凪斗はニヤついた表情を浮かべ、すかさず自分の手の甲をエルフの女性に向ける。


「あっあなた!一体なにをするつもりですか!?」


「いやいや、魔法…使ってみようかなとおもいまして」


「なるほど…交戦にもちこむつもりですか? ですがインが外界に触れていないと魔法は使えないでしょう…それとも母国を吐く気になりましたか?」


魔法はあの模様が出ている状態じゃないとつかえないのか…

それに模様を出すとどこの国かもわかるのか。


「母国?そんなものはここに来る前から捨てているさ…俺は亡命したんだから」


「亡命…って あなた国を追われてきたんですか!?」


「追われたというか、飛ばされたっていうか…魔法で強制的に」


もちろん、そんな魔法は知らないし、魔法のこと自体良くわかっていないが、ここで話がつながれば俺の持ちうる魔法という概念のおおまかな知識が使えるか否かがわかる。


さらには俺が作ったありもしない架空のストーリーが現実味を帯びさせることができる。


「まさか…強制テレポーテーションでもかけられたというの…?」


あったかテレポーテーション…

自分で作った突拍子もない話、出来事が真面目な顔して他者に受け入られている現状をみて改めて現実世界ではないことを痛感する。


さて。

ここからが正念場だ。

現時点でもっとも凪斗がやらなければならないことはこの世界での生き抜く方法を探すことだ。

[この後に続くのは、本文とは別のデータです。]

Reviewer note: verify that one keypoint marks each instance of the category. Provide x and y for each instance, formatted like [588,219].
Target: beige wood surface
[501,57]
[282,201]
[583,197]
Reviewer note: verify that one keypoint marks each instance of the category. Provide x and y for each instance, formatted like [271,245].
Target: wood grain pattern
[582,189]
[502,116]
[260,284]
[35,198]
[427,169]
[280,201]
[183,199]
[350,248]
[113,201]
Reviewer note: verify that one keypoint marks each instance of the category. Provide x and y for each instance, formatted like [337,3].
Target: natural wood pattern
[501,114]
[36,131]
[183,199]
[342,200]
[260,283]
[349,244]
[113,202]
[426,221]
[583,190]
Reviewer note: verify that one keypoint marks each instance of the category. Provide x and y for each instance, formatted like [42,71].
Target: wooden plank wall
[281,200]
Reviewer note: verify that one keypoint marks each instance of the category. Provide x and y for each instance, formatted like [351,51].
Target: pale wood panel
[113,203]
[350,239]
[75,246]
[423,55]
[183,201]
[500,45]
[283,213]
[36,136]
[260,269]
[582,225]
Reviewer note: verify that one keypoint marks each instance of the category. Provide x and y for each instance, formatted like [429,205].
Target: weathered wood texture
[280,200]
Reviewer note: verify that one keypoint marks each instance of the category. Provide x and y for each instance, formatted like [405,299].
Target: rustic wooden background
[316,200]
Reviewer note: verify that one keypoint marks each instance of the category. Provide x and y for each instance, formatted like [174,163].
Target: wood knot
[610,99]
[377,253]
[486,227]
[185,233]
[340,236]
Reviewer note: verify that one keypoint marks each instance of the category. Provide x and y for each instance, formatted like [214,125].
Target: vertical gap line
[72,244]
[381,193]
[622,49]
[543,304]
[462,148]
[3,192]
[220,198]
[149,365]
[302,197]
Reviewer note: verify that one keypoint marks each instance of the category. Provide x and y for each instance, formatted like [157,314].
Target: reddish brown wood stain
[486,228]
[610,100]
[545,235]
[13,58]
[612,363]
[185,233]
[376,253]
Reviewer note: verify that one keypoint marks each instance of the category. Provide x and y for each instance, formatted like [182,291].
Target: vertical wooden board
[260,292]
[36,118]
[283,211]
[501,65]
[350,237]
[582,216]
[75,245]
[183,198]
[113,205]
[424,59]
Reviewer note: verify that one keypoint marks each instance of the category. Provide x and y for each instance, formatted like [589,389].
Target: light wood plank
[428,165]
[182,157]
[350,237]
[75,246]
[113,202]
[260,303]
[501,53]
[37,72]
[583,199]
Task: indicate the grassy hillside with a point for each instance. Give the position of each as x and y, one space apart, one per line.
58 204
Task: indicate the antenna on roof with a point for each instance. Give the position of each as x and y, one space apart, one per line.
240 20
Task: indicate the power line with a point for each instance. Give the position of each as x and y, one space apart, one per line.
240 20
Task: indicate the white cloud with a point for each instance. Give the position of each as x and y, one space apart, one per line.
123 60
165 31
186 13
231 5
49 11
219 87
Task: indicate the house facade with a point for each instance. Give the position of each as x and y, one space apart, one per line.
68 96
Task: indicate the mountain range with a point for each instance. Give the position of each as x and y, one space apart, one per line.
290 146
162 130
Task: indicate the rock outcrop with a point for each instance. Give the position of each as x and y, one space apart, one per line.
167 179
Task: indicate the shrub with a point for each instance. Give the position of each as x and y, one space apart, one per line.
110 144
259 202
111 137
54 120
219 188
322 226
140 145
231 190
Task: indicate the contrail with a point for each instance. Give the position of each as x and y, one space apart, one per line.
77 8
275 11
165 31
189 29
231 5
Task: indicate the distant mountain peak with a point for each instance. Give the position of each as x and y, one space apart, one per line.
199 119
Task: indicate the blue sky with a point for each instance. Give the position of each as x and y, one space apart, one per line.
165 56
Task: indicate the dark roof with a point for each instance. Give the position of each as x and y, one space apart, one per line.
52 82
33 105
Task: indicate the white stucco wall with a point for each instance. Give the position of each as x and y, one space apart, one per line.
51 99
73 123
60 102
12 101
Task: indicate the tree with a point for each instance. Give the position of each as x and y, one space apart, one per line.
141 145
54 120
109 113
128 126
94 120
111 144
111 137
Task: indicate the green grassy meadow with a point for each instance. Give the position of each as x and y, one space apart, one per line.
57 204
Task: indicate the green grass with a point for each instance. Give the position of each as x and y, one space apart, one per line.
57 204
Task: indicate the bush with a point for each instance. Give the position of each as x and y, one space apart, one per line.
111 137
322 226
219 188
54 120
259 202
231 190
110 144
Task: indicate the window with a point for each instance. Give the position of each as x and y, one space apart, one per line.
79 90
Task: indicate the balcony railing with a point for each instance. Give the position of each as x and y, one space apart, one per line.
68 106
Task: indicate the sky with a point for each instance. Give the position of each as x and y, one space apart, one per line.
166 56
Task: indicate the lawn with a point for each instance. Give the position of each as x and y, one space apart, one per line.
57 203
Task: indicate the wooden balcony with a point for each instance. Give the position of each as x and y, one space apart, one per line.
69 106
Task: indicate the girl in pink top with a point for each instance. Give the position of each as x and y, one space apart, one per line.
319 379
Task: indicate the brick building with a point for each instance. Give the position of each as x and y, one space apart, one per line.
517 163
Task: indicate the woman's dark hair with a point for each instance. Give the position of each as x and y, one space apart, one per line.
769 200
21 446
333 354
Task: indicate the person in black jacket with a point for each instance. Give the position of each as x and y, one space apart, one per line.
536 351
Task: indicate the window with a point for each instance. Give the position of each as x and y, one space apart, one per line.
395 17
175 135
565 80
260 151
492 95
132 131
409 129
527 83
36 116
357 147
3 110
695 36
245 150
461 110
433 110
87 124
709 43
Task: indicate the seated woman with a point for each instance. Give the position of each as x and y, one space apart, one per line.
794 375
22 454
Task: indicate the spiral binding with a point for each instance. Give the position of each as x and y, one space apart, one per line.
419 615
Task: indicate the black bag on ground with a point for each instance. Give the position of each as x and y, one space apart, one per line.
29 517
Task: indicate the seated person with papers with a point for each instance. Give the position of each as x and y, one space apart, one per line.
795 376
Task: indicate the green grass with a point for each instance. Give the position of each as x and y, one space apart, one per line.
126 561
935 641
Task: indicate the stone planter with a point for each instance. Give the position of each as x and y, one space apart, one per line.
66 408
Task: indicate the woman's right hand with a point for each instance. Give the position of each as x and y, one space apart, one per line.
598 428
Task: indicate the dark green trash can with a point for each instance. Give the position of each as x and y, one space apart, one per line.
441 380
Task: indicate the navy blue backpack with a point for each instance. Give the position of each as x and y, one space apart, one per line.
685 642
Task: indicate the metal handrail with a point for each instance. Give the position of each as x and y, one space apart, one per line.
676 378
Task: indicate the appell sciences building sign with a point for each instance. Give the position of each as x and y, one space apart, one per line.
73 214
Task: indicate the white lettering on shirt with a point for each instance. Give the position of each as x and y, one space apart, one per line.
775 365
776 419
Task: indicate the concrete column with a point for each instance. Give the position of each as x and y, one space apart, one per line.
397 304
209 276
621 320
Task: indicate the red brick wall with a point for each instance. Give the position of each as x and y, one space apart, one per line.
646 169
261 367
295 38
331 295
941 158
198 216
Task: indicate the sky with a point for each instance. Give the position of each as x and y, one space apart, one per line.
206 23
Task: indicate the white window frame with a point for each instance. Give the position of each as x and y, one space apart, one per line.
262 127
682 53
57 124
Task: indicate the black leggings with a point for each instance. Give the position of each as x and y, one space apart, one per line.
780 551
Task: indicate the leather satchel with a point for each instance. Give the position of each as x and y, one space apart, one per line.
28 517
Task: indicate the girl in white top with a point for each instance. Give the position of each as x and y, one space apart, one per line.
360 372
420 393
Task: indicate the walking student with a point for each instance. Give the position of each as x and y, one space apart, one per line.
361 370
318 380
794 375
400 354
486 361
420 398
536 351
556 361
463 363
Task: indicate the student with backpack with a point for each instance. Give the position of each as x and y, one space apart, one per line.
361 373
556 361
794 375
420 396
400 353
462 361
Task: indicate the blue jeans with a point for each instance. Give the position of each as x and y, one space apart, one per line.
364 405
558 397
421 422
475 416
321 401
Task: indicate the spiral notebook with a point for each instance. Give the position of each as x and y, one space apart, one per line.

現実世界は基本的な社会知識を親や学校から教育という方法を通して身につけていくが、こっちの世界だとどうなのだろうか。

魔法−−−というものが存在している時点でいままでの常識は通じないし、怪しい人間を早い段階でスパイ扱いしてくるところを見るに、現実世界のような優しい世界でもないらしい。


「それに亡命したことは覚えているんだけど、その国にいた時の記憶はほとんど残っていないみたいなんだ」


「なるほど 記憶消去系の魔法も使われたのですか…ですがそこまでする意図がわかりませんね そこまでの重要人物にもおもえませんし…」



さすがにこれ以上話に尾ひれをつけるとあとあとやっかいそうだな…


「では確かめてあげましょうか?」


「ん?」


凪斗の後ろから男の声が会話に割り込んできた。

まるで急に後ろから驚かされる感覚が凪斗を襲った。


振り向いてみると派手で高価そうな蒼の鎧をまとった男がそこにいた。


「あっ あなたは!」


続けてエルフの女性もその男を目視するやいなや動揺を見せつつも、その場でしゃがみこ頭をさげた。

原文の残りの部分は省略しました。